The Catholic Pawelka was the son of a coffin manufacturer. In 1914 he passed the judicial examination in Vienna . At the beginning of November 1914 he became a legal intern in Brno. He participated in the First World War as a sergeant-cadet aspirant of the Austrian army. From mid-May 1918 to June 1921 he was an auscultant in Brno and Eibenschütz . In 1921 he passed the judge's examination in German and Czech with "very good success" in Vienna. From June 1926 to June 1923 he was a judge and single judge in Eibenschütz , from the end of December 1921 this was a systematic position. In May 1923 he came to the Secretariat of the Supreme Court (OG) in Brno, the highest Czechoslovak court. Five weeks later there was a retrospective promotion to the district judge with further use at the OG. In 1924 he became vice secretary of the OG secretariat. In 1931 he was appointed to the court advisor at the court martial in Brno with further use at the OG. In 1935 he became senior secretary and in 1937 councilor at the OG.

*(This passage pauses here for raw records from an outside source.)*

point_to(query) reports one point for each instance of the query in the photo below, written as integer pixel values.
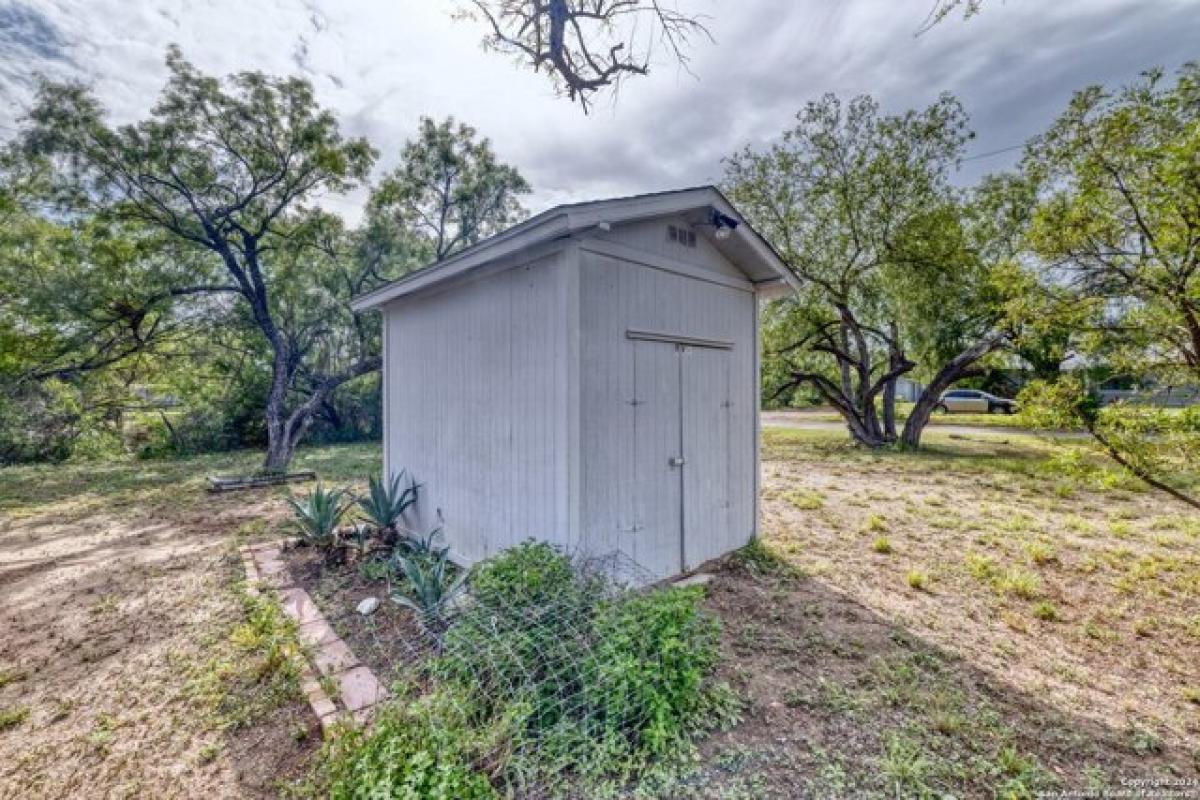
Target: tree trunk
(889, 410)
(933, 394)
(280, 445)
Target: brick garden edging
(359, 690)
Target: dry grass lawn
(131, 666)
(990, 618)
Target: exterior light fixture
(723, 223)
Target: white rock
(367, 606)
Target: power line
(993, 152)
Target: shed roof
(744, 247)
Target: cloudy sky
(383, 64)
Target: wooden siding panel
(652, 238)
(475, 407)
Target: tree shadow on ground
(841, 702)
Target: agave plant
(318, 515)
(431, 589)
(419, 546)
(359, 542)
(387, 500)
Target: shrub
(648, 667)
(569, 683)
(529, 575)
(412, 752)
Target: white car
(972, 401)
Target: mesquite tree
(899, 272)
(587, 46)
(1119, 229)
(1121, 217)
(226, 168)
(449, 190)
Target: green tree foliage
(185, 250)
(1158, 445)
(1121, 217)
(225, 168)
(1119, 232)
(449, 190)
(900, 275)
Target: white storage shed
(588, 377)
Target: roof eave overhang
(568, 221)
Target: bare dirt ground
(1051, 638)
(127, 668)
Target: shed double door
(681, 455)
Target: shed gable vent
(682, 235)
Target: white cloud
(382, 64)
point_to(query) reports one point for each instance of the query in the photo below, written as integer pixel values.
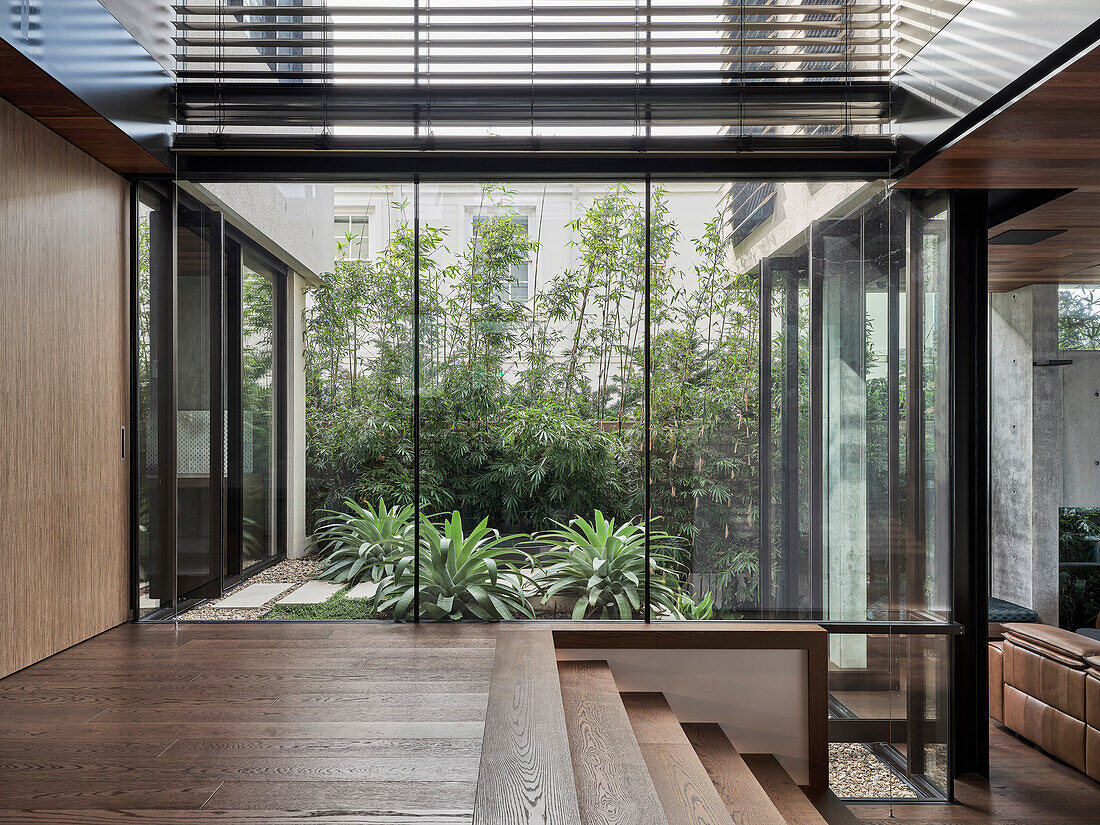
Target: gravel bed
(295, 571)
(855, 772)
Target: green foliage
(1079, 318)
(1078, 587)
(356, 545)
(604, 567)
(461, 575)
(531, 413)
(689, 608)
(337, 607)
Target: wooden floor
(381, 723)
(244, 724)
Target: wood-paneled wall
(64, 561)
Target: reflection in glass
(154, 224)
(257, 411)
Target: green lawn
(336, 607)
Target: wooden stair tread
(526, 773)
(613, 781)
(747, 802)
(683, 787)
(789, 798)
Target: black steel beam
(81, 46)
(319, 165)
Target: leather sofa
(1045, 686)
(1092, 717)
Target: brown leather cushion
(1093, 662)
(1054, 732)
(1092, 752)
(1054, 639)
(1044, 678)
(997, 681)
(1092, 701)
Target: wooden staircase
(563, 746)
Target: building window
(353, 238)
(518, 288)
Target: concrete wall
(293, 221)
(1080, 400)
(1025, 449)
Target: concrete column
(296, 418)
(1025, 449)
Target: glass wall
(549, 399)
(257, 410)
(531, 396)
(154, 253)
(208, 391)
(359, 359)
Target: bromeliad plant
(689, 608)
(604, 567)
(461, 576)
(361, 543)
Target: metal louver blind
(540, 67)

After Czechoslovakia was broken up in March 1939, Pawelka was appointed to the Reich Court in Leipzig on September 1, 1939 . He was in the III. , VI. , and IV. Criminal Senate. According to an NKVD report, “ [he] investigated the case of those involved in the suppression of the fascist putsch in Austria on Hitler's personal instructions . During his judicial activity, Pawelka was directly involved in court proceedings of particular importance, including cases involving foreign nationals ”. In August 1945, the NKVD arrested Pawelka as the first of the Reich judges and was taken to special camp No. 1 in Mühlberg at the end of September . After it was dissolved, he was transferred to special camp No. 2 in Buchenwald on September 17, 1948 , where he died shortly afterwards.

Memberships

literature

  • Friedrich Karl Kaul , History of the Reichsgericht, Volume IV (1933–1945), East Berlin 1971, p. 284.

Individual evidence

  1. Information from the Buchenwald Memorial on the basis of the Book of the Dead
  2. Achim Kilian : The prisoners in the Soviet special camps from 1945-1950 , in: German Bundestag (Ed.): Materials of the Enquete Commission. Overcoming the consequences of the SED dictatorship in the process of German unity (13th electoral term of the German Bundestag), Baden-Baden 1999, Volume VI, pp. 420, 422f. ( PDF ).
  3. ^ August Schäfer : The great dying in the Reichsgericht , Deutsche Richterzeitung 1957, pp. 249, 250.